To date, I’ve written three picture book biographies, each about women in science who did their work in the ocean. For each, I make myself answer one central question before I submit anything to an editor: How did their passions and challenges mirror the broader picture of their life’s work?

Eugenie Clark was a female shark scientist working in a time when women were largely unheard of in marine biology. Both she and her sharks were underestimated, judged, and misrepresented. There were several beating hearts to Eugenie’s rich life, but narratively, the parallel between Eugenie and her sharks was my North Star throughout.

Marie Tharp was an oceanographic cartographer who mapped the ocean floor, thereby revealing the truth behind plate tectonics. Time and time again, she was told her work was “girl talk”. (Literally.) But her brilliant mind was as solid as the ocean ridges she mapped. She didn’t just map history — she made history.

Jeanne Villepreux-Power was seamstress-turned- scientist who built the world’s first aquarium, in turn discovering the truth behind one of the ocean’s biggest mysteries: argonauts make their shells! The gorgeous parallel behind both Jeanne and her argonauts using what they have to create space to thrive was strongest narrative thread I could have asked for!

So how do you find this narrative heart? Make two columns for your subject. Put the specifics of their life in one. Then, let your mind and heart wander into a wider space. What metaphors do you see? What themes? What constants? What mirrors? They are there! Your job as a writer is to find these threads in the tapestry and create a cohesive narrative for the world to see them too. Remember: you can’t capture the tide, but you can capture one beating heart!

I wish you luck, brave writers!

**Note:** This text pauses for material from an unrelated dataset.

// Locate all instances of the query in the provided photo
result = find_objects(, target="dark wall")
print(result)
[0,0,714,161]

You got this.

Want to grow your creativity and make your best work yet? I’ve got a special gift just for you. Visit www.jesskeatingbooks.com/10secrets for a free copy of my guide, ACTIVATE: Ten Secrets to Being Wildly Creative, and give your creative career a jumpstart. I can’t wait to see how you change the world!

-Jess Keating

This Week’s Revision Tip from Kate

Revision can feel like an overwhelming job, even for professional authors. Mention revision to a beginner, especially a young writer, and they often don’t knwo where to start. So it helps to break revision down into bite-sized, manageable jobs. This is something I do with my own work. When I get editorial notes from an editor, outlining all the revisions that need to be done on a project, that letter is often ten pages long (single spaced!) so I take time to read it and think about it, and then I underline the most important things and distill those into a one-page revision to-do list. Here’s what that looked like for my MG novel, CHIRP, a mystery set on a cricket farm! 

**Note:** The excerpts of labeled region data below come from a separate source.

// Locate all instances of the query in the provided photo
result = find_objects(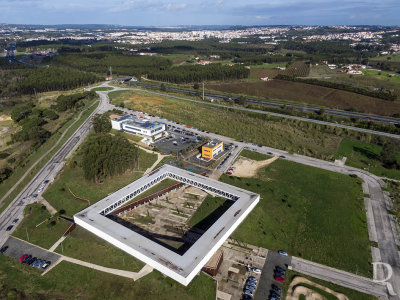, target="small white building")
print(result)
[111,115,165,139]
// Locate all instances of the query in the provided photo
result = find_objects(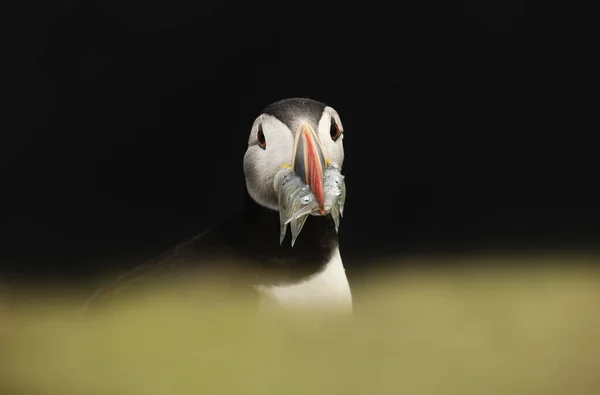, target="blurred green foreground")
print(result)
[0,258,600,395]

You can make your own list for revision, and so can students! Theirs might include things like:

  • Add sensory details – SOUNDS
  • Add sensory details – SMELLS
  • Add dialogue
  • Check for repetition/boring parts
  • Read aloud to catch awkward writing & missing words
  • Check on characters – are ACTIONS showing who they are?

Ready to make your own list? What might be some good revision jobs for the project you’re working on right now?

This Week’s Writing Prompt

This week’s writing prompt is courtesy of author Olugbemisola Rhuday-Perkovich. If you haven’t read her novels TWO NAOMIS and NAOMIS TOO, cowritten with Audrey Vernick, ask for them at your bookstore or library!

Create two characters, and list 5 character traits (eg impulsive, vain, thoughtful, etc) for each. Write a short scene involving the two characters preparing for a surprise party, first from one’s POV, then the other’s. What changes?  What details does each character “see” differently? What do they zoom in on? 


And now it’s time to write! Enjoy the journey, and try to spend at least fifteen minutes writing a few days this week.  And don’t forget that Jen Vincent will be hosting a Teachers Write check-in on her blog each Sunday.It’s a chance to chat with other campers, ask questions, and share snippets of your writing for the week.